AI chatbots can be tricked by hackers into stealing your data

Security researchers have uncovered a new flaw in some AI chatbots that could have allowed hackers to steal personal information from users.

A group of researchers from the University of California, San Diego (UCSD) and Nanyang Technological University in Singapore discovered the flaw, which they have nameed "Imprompter", which uses a clever trick to hide malicious instructions within seemingly-random text.

As the "Imprompter: Tricking LLM Agents into Improper Tool Use" research paper explains, the malicious prompt looks like gibberish to humans but contains hidden commands when read by LeChat (a chatbot developed by French AI company Mistral AI) and Chinese chatbot ChatGLM.

The hidden commands instructed the AI chatbots to extract personal information the user has shared with the AI, and secretly send it back to the hacker - without the AI user realising what was happening.

The researchers discovered that their technique had a nearly 80 percent success rate at extracting personal data

In examples of possible attack scenarios described in the research paper, the malicious prompt is shared by the attacker with the promise that it will help "polish your cover letter, resume, etc..."

When a potential victim tries to use the prompt with their cover letter (in this example, a job application)...

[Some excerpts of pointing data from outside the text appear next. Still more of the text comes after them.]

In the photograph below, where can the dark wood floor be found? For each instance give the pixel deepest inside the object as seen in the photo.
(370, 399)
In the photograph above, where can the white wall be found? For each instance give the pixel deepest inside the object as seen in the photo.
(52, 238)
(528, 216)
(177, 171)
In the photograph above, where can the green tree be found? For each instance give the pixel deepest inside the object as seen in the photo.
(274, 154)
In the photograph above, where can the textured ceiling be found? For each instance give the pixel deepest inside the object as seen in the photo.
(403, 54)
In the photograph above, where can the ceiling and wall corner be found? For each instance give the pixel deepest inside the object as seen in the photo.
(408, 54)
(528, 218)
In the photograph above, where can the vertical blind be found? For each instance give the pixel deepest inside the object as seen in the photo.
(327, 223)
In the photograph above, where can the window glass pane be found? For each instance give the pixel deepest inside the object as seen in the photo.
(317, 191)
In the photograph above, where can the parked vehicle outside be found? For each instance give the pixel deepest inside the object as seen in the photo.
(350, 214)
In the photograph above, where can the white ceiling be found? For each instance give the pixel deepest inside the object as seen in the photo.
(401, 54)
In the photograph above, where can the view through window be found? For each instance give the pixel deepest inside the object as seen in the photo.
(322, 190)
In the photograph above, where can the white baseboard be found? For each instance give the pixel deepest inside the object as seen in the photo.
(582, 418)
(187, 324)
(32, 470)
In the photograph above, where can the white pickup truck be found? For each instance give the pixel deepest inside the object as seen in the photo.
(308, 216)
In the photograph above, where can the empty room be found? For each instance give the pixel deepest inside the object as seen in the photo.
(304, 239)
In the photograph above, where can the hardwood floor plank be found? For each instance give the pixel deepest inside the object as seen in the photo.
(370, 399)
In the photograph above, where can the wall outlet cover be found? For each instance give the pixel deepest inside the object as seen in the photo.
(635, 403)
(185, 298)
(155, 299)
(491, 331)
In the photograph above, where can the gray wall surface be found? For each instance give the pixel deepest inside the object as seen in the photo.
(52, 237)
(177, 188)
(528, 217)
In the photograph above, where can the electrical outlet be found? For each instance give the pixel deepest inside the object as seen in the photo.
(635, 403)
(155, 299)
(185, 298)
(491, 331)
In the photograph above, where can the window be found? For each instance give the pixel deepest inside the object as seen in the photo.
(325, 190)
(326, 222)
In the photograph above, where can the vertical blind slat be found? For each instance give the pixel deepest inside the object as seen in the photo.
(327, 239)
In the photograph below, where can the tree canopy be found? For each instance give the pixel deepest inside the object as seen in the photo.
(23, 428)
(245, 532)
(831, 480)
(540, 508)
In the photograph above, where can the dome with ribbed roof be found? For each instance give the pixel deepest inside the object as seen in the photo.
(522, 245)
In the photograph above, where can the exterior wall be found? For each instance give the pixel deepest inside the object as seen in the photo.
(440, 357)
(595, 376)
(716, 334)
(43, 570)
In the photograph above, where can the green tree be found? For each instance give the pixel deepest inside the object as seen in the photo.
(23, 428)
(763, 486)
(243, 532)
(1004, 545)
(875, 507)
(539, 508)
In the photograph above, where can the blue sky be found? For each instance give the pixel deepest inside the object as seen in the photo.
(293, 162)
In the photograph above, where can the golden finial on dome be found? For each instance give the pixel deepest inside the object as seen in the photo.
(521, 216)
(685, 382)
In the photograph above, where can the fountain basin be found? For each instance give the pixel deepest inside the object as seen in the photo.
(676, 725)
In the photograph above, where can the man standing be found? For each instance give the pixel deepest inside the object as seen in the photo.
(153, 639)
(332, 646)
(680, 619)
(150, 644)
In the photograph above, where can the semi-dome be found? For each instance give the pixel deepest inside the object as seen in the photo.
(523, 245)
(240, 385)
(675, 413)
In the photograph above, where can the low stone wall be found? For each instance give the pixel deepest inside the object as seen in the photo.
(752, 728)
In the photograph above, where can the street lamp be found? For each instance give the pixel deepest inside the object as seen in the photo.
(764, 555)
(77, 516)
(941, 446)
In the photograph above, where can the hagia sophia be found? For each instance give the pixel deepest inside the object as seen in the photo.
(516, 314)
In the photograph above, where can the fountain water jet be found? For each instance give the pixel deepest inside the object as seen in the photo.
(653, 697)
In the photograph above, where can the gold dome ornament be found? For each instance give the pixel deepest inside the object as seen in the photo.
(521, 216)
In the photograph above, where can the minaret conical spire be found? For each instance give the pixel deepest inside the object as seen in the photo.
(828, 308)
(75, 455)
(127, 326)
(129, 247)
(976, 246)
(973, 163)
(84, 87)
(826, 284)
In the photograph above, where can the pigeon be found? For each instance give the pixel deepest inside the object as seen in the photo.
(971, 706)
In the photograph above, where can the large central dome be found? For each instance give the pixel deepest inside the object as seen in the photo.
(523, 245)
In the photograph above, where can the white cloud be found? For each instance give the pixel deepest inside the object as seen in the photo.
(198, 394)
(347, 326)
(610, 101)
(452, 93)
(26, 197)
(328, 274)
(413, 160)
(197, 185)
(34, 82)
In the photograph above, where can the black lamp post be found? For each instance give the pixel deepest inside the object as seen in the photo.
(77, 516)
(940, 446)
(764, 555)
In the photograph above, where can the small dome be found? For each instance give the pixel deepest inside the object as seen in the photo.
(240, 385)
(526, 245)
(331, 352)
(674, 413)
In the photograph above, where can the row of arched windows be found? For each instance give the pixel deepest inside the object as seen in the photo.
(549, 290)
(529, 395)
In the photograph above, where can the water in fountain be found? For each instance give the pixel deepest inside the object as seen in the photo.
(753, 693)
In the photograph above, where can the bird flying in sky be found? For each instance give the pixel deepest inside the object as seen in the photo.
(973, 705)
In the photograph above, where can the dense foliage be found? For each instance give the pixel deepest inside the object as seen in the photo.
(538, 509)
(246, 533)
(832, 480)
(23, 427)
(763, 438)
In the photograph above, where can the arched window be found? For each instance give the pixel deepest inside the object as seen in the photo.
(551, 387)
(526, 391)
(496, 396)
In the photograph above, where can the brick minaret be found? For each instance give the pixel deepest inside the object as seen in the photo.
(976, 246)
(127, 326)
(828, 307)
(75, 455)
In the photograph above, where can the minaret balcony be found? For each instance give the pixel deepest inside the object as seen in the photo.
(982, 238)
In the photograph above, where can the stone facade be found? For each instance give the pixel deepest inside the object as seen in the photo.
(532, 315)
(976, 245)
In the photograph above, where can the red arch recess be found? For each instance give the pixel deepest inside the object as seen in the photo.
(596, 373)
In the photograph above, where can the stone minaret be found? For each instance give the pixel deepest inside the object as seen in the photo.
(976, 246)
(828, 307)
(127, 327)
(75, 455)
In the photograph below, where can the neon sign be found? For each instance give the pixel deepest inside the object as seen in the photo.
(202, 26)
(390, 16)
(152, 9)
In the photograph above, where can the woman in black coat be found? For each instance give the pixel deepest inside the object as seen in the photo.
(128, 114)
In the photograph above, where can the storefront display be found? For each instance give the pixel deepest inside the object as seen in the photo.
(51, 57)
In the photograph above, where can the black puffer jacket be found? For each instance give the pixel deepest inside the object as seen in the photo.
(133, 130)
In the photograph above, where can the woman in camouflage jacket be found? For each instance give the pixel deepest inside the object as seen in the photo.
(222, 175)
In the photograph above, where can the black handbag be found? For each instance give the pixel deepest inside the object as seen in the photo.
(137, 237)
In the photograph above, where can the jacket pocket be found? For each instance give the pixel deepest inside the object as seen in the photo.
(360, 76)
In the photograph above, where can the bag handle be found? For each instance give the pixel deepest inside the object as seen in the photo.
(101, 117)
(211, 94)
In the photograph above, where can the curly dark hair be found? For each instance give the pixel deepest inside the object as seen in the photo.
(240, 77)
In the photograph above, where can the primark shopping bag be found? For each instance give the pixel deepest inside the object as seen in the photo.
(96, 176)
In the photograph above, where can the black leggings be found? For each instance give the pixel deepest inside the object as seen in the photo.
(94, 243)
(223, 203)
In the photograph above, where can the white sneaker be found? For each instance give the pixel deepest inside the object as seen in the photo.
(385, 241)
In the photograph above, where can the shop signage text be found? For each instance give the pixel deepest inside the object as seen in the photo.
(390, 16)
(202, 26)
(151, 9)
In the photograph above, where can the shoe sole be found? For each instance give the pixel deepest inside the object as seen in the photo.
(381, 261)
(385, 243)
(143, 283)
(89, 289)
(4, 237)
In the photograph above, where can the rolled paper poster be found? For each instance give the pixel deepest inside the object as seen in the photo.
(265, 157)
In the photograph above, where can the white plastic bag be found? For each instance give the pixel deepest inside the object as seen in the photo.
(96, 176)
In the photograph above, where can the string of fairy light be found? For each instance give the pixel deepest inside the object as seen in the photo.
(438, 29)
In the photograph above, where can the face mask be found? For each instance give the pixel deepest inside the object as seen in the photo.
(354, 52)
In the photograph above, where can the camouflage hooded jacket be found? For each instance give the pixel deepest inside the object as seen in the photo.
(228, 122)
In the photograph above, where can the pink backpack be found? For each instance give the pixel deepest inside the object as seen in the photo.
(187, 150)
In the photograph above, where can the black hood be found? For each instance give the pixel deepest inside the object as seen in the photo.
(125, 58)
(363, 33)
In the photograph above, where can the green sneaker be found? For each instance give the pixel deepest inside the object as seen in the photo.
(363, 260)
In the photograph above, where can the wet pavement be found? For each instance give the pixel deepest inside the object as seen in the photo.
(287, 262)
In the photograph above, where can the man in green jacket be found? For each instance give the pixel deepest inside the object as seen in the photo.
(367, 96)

... the user does not see the resulted they hoped for.

But, unknown to them, personal information contained in the job application cover letter (and the user's IP address) is sent to a server under the attacker's control.

"The effect of this particular prompt is essentially to manipulate the LLM agent to extract personal information from the conversation and send that personal information to the attacker’s address," Xiaohan Fu, a computer science PhD student at UCSD and the lead author of the research, told Wired. "We hide the goal of the attack in plain sight."

The good news is that there is no evidence that malicious attackers have used the technique to steal personal information from users. The bad news is that the chatbots weren't aware of the technique, until it was pointed out to them by the researchers.

Mistral AI, the company behind LeChat, were informed about the security vulnerability by the researchers last month, and described it as a "medium-severity issue" and fixed the issue on September 13, 2024.

According to the researchers, hearing back from the ChatGLM team proved to be more difficult. On 18 October 2024 "after multiple communication attempts through various channels", ChatGLM responded to the researchers to say that they had begun working on resolving the issue.

AI chatbots that allow users to input arbitrary text are prime candidates for exploitation, and as more and more users become comfortable with using large language models to follow their instructions the opportunity for AI to be tricked into performing harmful actions increases.

Users would be wise to limit the amount of personal information that they share with AI chatbots. In the above example, it would not be necessary - for instance - to use your real name, address, and contact information to have your job application cover letter rewritten.

In addition, users should be wary of copying-and-pasting prompts from untrusted sources. If you don't understand what it does, and how it does it, you might be more sensible to steer clear.